作为姚秋和的好友,谢思恒是唯一一个没有被她叫去帮忙查案的人。
听到有关韩姚等人的消息,谢思恒在家里苦思冥想,不得其解。
为什么不带他玩儿呢?!
明明他谢思恒是掌握这帝都小道消息最广泛的万事通,黑白八卦,无所不晓!然而,他莫名其妙的就被组织抛弃了……
这天白日,惠风徐徐。
小谢在书房百无聊赖地扒拉着账本,直到他父亲谢知秋出现。
“思恒,为父要离开帝都一段时间,这个家,就交给你了。”
父亲不像是说笑,郑重地将管家钥匙放在他面前。
事发突然,谢思恒惊道:“京官擅自离京,可是杀头大罪。父亲大人可是领了密旨,奉旨出京?”
谢知秋面色凝重,即使他心知早有这一天,他需和妻儿诀别,完成他曾经立下的誓言。
“你母亲素有咳疾,春夏交替时最易发作,我不在时,你虽有掌家之权,但要事事多与你母亲商量,多关照她。行事之前切记要思虑周全。”

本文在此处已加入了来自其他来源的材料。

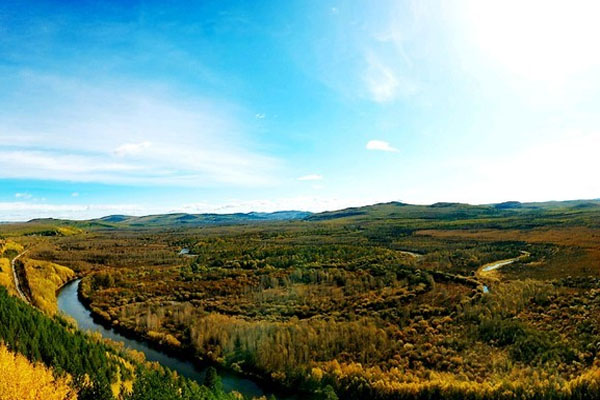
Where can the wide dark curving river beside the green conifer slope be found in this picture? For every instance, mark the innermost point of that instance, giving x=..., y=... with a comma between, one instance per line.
x=69, y=304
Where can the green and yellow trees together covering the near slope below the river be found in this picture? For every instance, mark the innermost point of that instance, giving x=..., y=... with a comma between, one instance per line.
x=83, y=367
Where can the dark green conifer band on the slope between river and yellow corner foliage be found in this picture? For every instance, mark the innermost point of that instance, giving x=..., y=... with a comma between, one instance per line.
x=93, y=365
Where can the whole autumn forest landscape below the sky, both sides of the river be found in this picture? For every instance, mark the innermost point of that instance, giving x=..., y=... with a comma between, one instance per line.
x=391, y=301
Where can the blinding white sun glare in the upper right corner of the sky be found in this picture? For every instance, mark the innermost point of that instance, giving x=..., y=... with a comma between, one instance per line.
x=543, y=40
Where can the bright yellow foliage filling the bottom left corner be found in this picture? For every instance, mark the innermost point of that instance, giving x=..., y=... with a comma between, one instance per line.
x=22, y=380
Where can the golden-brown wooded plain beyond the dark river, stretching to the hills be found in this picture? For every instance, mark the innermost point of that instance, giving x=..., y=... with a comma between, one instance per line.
x=341, y=303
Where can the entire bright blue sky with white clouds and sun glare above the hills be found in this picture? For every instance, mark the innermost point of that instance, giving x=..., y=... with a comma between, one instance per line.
x=145, y=107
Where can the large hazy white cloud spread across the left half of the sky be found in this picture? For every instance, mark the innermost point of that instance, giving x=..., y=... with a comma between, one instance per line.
x=130, y=136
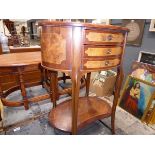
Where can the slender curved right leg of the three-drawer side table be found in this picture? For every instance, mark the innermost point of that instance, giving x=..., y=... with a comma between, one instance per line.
x=119, y=80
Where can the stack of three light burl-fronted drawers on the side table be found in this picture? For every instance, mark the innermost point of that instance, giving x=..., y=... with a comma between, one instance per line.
x=102, y=48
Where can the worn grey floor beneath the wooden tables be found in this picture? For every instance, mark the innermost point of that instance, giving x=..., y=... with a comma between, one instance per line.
x=34, y=121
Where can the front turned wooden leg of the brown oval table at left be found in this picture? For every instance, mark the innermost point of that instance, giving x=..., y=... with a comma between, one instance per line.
x=23, y=89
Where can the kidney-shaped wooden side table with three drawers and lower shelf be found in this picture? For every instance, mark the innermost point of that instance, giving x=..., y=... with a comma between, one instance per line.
x=78, y=49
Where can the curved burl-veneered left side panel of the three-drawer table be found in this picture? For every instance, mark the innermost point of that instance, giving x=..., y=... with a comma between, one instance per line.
x=57, y=52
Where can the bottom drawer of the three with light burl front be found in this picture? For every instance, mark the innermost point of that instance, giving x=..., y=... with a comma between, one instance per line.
x=90, y=64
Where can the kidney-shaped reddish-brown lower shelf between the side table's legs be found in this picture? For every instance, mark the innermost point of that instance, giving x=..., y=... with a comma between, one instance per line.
x=89, y=109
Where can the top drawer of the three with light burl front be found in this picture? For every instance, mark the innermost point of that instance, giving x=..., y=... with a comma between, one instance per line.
x=103, y=37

谢思恒被这一番话惊得心下大骇,可是尚书大人不待他发问,转身迈出门槛,快步离去。
从紫金光禄大夫身边一个掌管文书的无名小卒,到如今在朝上极受拥趸的户部尚书,谢知秋历经十年宦海沉浮,自认早已看淡一切。
谢知秋张开手掌,上面赫然两道极深的血痕。
自韩澈与姚秋和进驻刑部府衙的消息传来起,他便预料到自己大限将至。
昨夜,帝都紫珊阁的杀手精锐潜入当朝户部尚书的卧房。冰冷的长剑架在谢知秋的脖子上,千钧一发之际,佯装熟睡的谢大人赤手夺过锋利剑刃,捅进黑衣人的心肺。
他终归是要死的,但不是这个死法。
谢知秋派人在后门备了一匹快马。他还有最后一出戏,需要在高朋满座之处唱响。
“谢大人。”
早就有客在此等候。
“韩小侯爷。”
谢知秋身为长辈,从容的接下韩澈一礼。
“刑部有件案子,与谢大人有关。还请大人跟我走一趟。”
“昫致,你亲自来押我,难不成是怕我跑了?”
见谢知秋知他来意,韩澈也不再虚以委蛇,直截了当的走上前,锁住尚书大人的两条手臂。
“当日在朝中,陛下扣下你,临走前我同你讲的话,小侯爷可想明白了?”
韩澈冷凛回眸,瞥向这个近在咫尺的当朝权臣之一,他尊称为的谢世叔的人。
谢知秋身为户部尚书,掌握着整个大献的钱袋子,在这个油水大多特多的官职上,对于各派党争,他一向是事不关己高高挂起,独善其身,从来都是看陛下眼色行事。
而陛下扣留韩澈那日,他却悄悄上前,对韩澈耳语道:“听从本心做事,不要相信任何人。”
韩澈凤眼微眯,他发觉自己好像从未真正了解过这位世叔。
眼前的谢知秋身材肥胖,脸颊上挂着常有的微笑,他惯会浑水摸鱼的外表下,藏着大多数人比不上的精明。
从他方才下意识的防守来看,谢知秋武学造诣不低。
与王希文大学士有关的所有案卷里,都有谢知秋的名字。
这位世叔,是在为谁做事?
“我怀中有一纸供状,其上有我的滴血画押。昫致,你收好。”
谢知秋笑得坦然。
“这上面记录了英国公如何收买我,以公谋私,利用户部盐路掩护他押送王家家眷去南梁。还有当年诬告内阁大学士王大人对新政不满生怨的谣言由来,都是出自我与英国公之手,每桩每件,一一列上。”
“世叔……”
韩澈双眉紧蹙看向谢大人,他实在是满心疑惑。
“王兄当年流放时被锦州流民欺压,不明不白的横死街头。这世间许多事,皆有定数。善恶有报,如今,轮到我了。”